If you believe your problem may be encountered by other users, please post the question on biostars. Check to make sure your question has not been already answered by looking at posts with the tag CHASMplus. Otherwise, create a new post with the CHASMplus tag. We will be checking biostars for questions. You may also contact me directly at ctokheim AT jhu dot edu.
Are the p-values by CHASMplus valid for targeted gene panels?
The p-values reported from CHASMplus are based on whole-exome sequencing studies. If your mutations comes from a targeted gene panel, CHASMplus cannot capture ahead of time what are the specific genes being assessed. To get an accurate estimate of statistical significance, you will need to use the source code version of CHASMplus to perform a customized analysis. Documentation on how to do this will be added in the future.
Where can I obtain the training data for CHASMplus?
You can obtain the set of mutations used for training from here.

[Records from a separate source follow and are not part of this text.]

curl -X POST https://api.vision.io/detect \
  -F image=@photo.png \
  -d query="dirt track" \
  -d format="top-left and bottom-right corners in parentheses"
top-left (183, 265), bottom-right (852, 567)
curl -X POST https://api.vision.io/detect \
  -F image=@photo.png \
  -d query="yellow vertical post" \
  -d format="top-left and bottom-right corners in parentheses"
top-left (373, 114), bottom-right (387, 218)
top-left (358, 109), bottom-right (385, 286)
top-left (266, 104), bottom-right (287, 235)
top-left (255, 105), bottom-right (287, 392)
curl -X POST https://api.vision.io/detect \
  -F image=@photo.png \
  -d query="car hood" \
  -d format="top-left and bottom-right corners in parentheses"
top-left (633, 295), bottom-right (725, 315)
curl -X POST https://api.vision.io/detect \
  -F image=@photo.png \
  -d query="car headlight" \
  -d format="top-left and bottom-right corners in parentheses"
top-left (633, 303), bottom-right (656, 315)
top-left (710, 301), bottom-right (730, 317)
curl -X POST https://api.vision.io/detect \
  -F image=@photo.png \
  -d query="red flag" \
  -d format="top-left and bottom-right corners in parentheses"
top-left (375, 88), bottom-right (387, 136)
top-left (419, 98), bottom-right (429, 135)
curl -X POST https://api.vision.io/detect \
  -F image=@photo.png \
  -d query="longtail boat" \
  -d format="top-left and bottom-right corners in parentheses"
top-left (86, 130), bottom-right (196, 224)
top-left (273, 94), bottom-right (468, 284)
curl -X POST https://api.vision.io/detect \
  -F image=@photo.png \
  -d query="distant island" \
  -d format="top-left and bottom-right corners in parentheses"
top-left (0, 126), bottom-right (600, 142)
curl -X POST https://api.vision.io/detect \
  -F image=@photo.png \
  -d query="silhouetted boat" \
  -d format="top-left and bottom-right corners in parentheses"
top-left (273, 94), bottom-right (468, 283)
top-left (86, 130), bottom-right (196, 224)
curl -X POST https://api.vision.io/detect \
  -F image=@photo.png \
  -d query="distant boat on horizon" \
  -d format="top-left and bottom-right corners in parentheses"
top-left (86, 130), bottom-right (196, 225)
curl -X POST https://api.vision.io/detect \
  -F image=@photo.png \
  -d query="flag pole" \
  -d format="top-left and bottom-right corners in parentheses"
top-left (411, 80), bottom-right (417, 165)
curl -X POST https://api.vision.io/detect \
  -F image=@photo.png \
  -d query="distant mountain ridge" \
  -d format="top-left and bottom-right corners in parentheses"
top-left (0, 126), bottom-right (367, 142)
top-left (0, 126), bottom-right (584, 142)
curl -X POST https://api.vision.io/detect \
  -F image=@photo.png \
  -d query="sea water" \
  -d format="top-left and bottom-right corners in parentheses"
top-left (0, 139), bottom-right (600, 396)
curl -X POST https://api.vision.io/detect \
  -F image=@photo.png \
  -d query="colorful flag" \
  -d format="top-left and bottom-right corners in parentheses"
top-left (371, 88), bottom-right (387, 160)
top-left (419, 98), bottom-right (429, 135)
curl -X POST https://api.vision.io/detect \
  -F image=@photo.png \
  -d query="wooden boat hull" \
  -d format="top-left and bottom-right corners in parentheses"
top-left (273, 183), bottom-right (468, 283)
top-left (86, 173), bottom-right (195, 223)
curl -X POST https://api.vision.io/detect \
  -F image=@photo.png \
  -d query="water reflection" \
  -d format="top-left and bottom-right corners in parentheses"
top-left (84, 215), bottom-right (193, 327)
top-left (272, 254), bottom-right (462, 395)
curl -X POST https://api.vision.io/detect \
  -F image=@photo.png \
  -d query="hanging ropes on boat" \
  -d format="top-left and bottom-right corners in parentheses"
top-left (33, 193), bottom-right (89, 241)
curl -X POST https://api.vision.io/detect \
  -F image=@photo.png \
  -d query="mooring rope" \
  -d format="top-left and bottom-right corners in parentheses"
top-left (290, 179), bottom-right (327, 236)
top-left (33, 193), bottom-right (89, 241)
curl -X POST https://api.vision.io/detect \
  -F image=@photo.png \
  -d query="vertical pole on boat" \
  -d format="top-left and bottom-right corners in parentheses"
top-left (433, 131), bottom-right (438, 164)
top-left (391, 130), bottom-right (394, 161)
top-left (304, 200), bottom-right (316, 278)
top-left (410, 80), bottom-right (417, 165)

I want to compare my method to CHASMplus. How should I do it?
I recommend using the precomputed scores available through OpenCRAVAT [see Quick start (OpenCRAVAT & CHASMplus)]. Scores in the precompute were generatured using gene-hold out cross-validation, so there is no issue when evaluating performance about training set overlap leading to overfitting. However, the scores do reflect training based on data from The Cancer Genome Atlas (TCGA). If a new method is trained using more data than is available from the TCGA, then it is recommended to create a new CHASMplus model based on the larger data set by using the CHASMplus source code.
Releases¶
- CHASMplus v1.0.0 - 8/17/2018 - Initial release
Citation¶
The manuscript is currently submitted. Please cite the biorXiv paper for now:
Tokheim, C., & Karchin, R. (2018). Enhanced context reveals the scope of somatic missense mutations driving human cancers. bioRxiv, 313296.